I know what i have to do but i'm so scared
This month i have reached a breaking point. The things my boyfriend does (and doesn't do) have accumulated to a point where i can no longer bare it.
I have reached a point where i want to break up.
My logical side knows he won't change and that i shouldn't expect him to. He is content with who he is and that is fine. But that means he isn't for me. And that it is best to let him go- not only for myself, but for him, because he deserves to be with someone who can wholly love him for who he is.
But my emotional side is scared and afraid. If we break up, i have to move back to my parents because i cannot fully financially support myself. My emotional side is afraid to leave him because we cuddle every night and that is exactly what i need; a body, to be held and to be loved, to not be alone and to be shown that someone cares, that someone can hold me close, that i am not a disgusting freak that everyone throws up from. He actually wants to be close to me, to touch me. He doesn't think i'm too ugly to be held close.
I do not have friends. My relationship with my family is strained, it's not abusive and we love each other as a family but we are not on the best terms. I do not keep contact with my cousin/s. My boyfriend is all i have and i don't wanna leave it.

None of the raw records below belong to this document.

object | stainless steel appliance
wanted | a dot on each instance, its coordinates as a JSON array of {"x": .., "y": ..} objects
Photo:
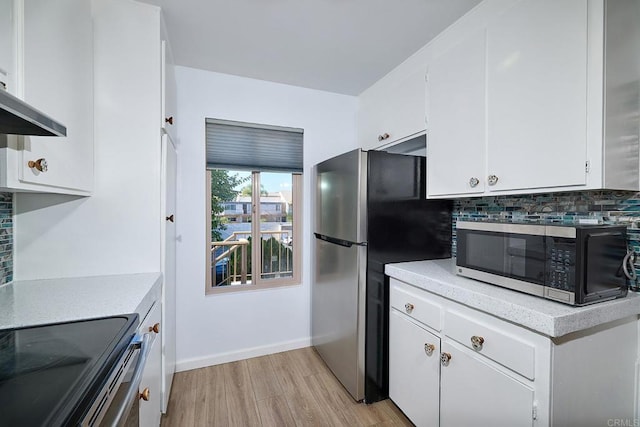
[
  {"x": 74, "y": 373},
  {"x": 370, "y": 209},
  {"x": 573, "y": 264}
]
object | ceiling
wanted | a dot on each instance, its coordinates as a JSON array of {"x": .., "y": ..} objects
[{"x": 340, "y": 46}]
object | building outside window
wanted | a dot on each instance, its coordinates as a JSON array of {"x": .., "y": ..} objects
[{"x": 255, "y": 215}]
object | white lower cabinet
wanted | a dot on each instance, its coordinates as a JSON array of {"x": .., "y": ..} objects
[
  {"x": 474, "y": 393},
  {"x": 486, "y": 371},
  {"x": 414, "y": 365},
  {"x": 150, "y": 386}
]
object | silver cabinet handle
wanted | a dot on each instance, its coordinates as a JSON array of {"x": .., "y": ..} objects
[
  {"x": 132, "y": 393},
  {"x": 477, "y": 342},
  {"x": 628, "y": 267},
  {"x": 40, "y": 165},
  {"x": 383, "y": 136},
  {"x": 429, "y": 348},
  {"x": 445, "y": 358}
]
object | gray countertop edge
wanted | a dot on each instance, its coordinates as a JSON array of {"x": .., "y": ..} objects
[
  {"x": 37, "y": 302},
  {"x": 549, "y": 318}
]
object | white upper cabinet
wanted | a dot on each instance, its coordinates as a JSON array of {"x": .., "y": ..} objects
[
  {"x": 393, "y": 108},
  {"x": 456, "y": 117},
  {"x": 6, "y": 43},
  {"x": 54, "y": 74},
  {"x": 535, "y": 95},
  {"x": 169, "y": 90}
]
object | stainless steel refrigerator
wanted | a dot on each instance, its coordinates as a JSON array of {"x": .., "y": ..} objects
[{"x": 370, "y": 210}]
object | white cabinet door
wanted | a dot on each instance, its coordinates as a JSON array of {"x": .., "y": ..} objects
[
  {"x": 149, "y": 410},
  {"x": 168, "y": 92},
  {"x": 476, "y": 394},
  {"x": 393, "y": 109},
  {"x": 413, "y": 372},
  {"x": 6, "y": 43},
  {"x": 57, "y": 78},
  {"x": 536, "y": 95},
  {"x": 169, "y": 168},
  {"x": 456, "y": 119}
]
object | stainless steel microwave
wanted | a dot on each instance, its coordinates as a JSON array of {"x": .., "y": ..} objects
[{"x": 573, "y": 264}]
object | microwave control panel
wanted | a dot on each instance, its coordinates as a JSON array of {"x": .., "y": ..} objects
[{"x": 561, "y": 264}]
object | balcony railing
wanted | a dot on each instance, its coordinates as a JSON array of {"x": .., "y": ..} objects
[{"x": 231, "y": 258}]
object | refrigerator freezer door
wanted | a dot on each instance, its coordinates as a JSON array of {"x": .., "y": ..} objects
[
  {"x": 338, "y": 311},
  {"x": 341, "y": 197}
]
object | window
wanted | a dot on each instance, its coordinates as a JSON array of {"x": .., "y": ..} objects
[{"x": 255, "y": 206}]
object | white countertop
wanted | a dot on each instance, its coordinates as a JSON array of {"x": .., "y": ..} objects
[
  {"x": 35, "y": 302},
  {"x": 547, "y": 317}
]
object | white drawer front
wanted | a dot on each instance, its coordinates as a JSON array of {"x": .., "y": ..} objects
[
  {"x": 410, "y": 302},
  {"x": 489, "y": 341}
]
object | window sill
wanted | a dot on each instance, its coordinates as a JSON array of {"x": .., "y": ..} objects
[{"x": 248, "y": 287}]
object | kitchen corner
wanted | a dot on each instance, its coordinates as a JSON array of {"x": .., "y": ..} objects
[{"x": 486, "y": 345}]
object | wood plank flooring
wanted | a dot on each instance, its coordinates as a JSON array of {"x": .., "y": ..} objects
[{"x": 293, "y": 388}]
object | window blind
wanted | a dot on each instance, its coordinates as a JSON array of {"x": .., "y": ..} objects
[{"x": 249, "y": 146}]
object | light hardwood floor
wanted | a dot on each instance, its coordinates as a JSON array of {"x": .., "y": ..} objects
[{"x": 293, "y": 388}]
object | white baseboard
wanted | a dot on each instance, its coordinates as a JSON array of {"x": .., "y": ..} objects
[{"x": 233, "y": 356}]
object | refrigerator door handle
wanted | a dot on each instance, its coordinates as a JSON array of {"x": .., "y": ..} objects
[{"x": 341, "y": 242}]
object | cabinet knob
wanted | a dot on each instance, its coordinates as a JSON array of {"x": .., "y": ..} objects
[
  {"x": 445, "y": 358},
  {"x": 429, "y": 348},
  {"x": 155, "y": 328},
  {"x": 40, "y": 165},
  {"x": 477, "y": 342},
  {"x": 145, "y": 394},
  {"x": 383, "y": 137}
]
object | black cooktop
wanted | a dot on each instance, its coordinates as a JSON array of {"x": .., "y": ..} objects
[{"x": 49, "y": 374}]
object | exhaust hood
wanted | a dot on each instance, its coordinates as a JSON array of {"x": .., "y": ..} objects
[{"x": 19, "y": 118}]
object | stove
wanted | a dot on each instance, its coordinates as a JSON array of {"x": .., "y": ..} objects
[{"x": 51, "y": 374}]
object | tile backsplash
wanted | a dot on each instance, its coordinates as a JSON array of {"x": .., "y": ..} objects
[
  {"x": 6, "y": 238},
  {"x": 608, "y": 207}
]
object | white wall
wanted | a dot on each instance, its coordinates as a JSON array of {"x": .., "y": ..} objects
[{"x": 222, "y": 327}]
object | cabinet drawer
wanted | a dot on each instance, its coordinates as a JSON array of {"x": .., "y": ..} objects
[
  {"x": 505, "y": 349},
  {"x": 409, "y": 301}
]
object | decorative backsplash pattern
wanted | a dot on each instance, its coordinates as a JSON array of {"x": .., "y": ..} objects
[
  {"x": 6, "y": 238},
  {"x": 607, "y": 207}
]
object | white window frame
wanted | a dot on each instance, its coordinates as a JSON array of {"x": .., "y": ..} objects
[{"x": 258, "y": 282}]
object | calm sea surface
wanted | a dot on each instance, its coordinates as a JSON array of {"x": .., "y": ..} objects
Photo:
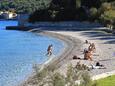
[{"x": 19, "y": 51}]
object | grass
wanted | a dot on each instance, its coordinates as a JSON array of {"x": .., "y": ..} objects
[
  {"x": 109, "y": 81},
  {"x": 110, "y": 14}
]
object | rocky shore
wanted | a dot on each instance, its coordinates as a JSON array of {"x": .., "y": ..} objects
[{"x": 105, "y": 51}]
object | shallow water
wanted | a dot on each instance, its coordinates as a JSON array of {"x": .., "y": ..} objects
[{"x": 19, "y": 51}]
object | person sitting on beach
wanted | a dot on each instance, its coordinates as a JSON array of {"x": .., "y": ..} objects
[
  {"x": 49, "y": 50},
  {"x": 76, "y": 57},
  {"x": 88, "y": 55},
  {"x": 86, "y": 41},
  {"x": 92, "y": 47},
  {"x": 97, "y": 66}
]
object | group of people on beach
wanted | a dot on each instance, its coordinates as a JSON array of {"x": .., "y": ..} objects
[{"x": 88, "y": 53}]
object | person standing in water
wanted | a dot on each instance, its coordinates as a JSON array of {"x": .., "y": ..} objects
[{"x": 49, "y": 50}]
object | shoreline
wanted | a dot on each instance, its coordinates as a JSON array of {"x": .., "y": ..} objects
[
  {"x": 62, "y": 57},
  {"x": 75, "y": 47}
]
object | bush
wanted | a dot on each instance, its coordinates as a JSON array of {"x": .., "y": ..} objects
[{"x": 93, "y": 13}]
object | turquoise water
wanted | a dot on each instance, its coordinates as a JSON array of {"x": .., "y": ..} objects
[{"x": 19, "y": 51}]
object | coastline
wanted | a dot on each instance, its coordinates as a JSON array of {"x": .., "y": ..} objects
[
  {"x": 63, "y": 57},
  {"x": 75, "y": 41}
]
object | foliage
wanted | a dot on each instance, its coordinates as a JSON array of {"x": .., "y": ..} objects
[
  {"x": 109, "y": 81},
  {"x": 24, "y": 6},
  {"x": 53, "y": 78},
  {"x": 93, "y": 13}
]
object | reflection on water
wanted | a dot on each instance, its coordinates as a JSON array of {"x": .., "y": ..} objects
[{"x": 19, "y": 51}]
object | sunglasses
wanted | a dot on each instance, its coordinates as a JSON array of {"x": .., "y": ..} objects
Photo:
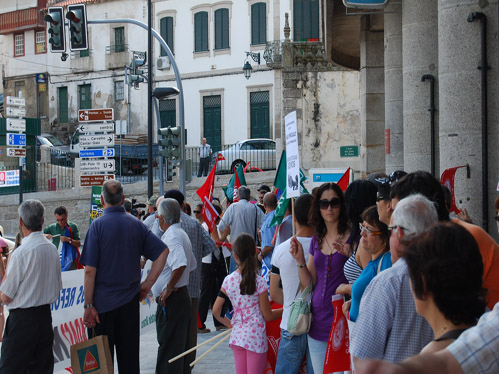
[
  {"x": 335, "y": 202},
  {"x": 368, "y": 231}
]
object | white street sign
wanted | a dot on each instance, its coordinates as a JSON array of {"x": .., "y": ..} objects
[
  {"x": 15, "y": 112},
  {"x": 97, "y": 140},
  {"x": 292, "y": 156},
  {"x": 15, "y": 124},
  {"x": 97, "y": 127},
  {"x": 17, "y": 101},
  {"x": 93, "y": 166}
]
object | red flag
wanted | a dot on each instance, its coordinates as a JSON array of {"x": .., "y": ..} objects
[
  {"x": 237, "y": 184},
  {"x": 209, "y": 213},
  {"x": 206, "y": 190},
  {"x": 344, "y": 180},
  {"x": 447, "y": 179}
]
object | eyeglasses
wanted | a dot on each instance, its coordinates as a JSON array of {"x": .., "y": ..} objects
[
  {"x": 367, "y": 231},
  {"x": 391, "y": 228},
  {"x": 335, "y": 202}
]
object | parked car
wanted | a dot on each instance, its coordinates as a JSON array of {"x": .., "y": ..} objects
[
  {"x": 60, "y": 154},
  {"x": 259, "y": 153}
]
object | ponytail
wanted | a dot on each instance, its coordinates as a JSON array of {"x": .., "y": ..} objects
[{"x": 245, "y": 248}]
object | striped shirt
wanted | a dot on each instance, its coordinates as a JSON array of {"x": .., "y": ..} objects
[
  {"x": 34, "y": 273},
  {"x": 477, "y": 349}
]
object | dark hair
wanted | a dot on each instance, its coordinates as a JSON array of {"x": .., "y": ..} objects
[
  {"x": 315, "y": 217},
  {"x": 60, "y": 210},
  {"x": 426, "y": 184},
  {"x": 302, "y": 206},
  {"x": 244, "y": 248},
  {"x": 359, "y": 195},
  {"x": 371, "y": 216},
  {"x": 446, "y": 262}
]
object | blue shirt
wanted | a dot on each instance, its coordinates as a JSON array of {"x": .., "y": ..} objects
[
  {"x": 364, "y": 279},
  {"x": 267, "y": 236},
  {"x": 114, "y": 243}
]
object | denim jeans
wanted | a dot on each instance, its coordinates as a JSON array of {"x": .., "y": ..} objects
[{"x": 292, "y": 349}]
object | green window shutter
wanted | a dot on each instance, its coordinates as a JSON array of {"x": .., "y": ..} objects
[
  {"x": 305, "y": 20},
  {"x": 222, "y": 29},
  {"x": 201, "y": 31},
  {"x": 166, "y": 31},
  {"x": 258, "y": 23}
]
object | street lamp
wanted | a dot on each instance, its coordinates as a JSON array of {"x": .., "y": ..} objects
[
  {"x": 247, "y": 69},
  {"x": 161, "y": 93}
]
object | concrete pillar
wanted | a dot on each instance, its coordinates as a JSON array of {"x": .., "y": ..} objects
[
  {"x": 394, "y": 158},
  {"x": 460, "y": 102},
  {"x": 420, "y": 57},
  {"x": 372, "y": 94}
]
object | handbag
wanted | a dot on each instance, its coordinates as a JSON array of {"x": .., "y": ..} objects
[
  {"x": 300, "y": 315},
  {"x": 92, "y": 355}
]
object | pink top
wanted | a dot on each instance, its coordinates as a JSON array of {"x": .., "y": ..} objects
[{"x": 248, "y": 325}]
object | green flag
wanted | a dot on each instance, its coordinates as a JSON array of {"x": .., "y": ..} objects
[{"x": 229, "y": 189}]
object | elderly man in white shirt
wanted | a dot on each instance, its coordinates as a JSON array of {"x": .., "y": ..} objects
[
  {"x": 32, "y": 283},
  {"x": 174, "y": 304}
]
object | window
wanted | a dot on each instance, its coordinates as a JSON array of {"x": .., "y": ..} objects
[
  {"x": 40, "y": 42},
  {"x": 305, "y": 20},
  {"x": 222, "y": 28},
  {"x": 119, "y": 39},
  {"x": 119, "y": 90},
  {"x": 258, "y": 23},
  {"x": 201, "y": 32},
  {"x": 19, "y": 45},
  {"x": 166, "y": 31}
]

He also has like 5 videos or pictures of me during sex that he didn't ask me if it's ok to take. One or two i agreed to after we talked. Some of them might even have my face. Idk how to go about handling that. He is a good man and not an ass, but he has a vindictive streak and tendency to think unreasonably after he thinks he has been "victimized". and i'm afraid he might spread them after i break up with him because he feels like i wronged him with the breakup. He took them very early in the relationship and hasn't taken any since. I even forgot about them right after we talked about it back then, it didn't cross my mimd at all up until now. I was ok with them back then because it looked like we will be staying together for a loong time if not forever. Dumb of me, yes. But what do i even do now.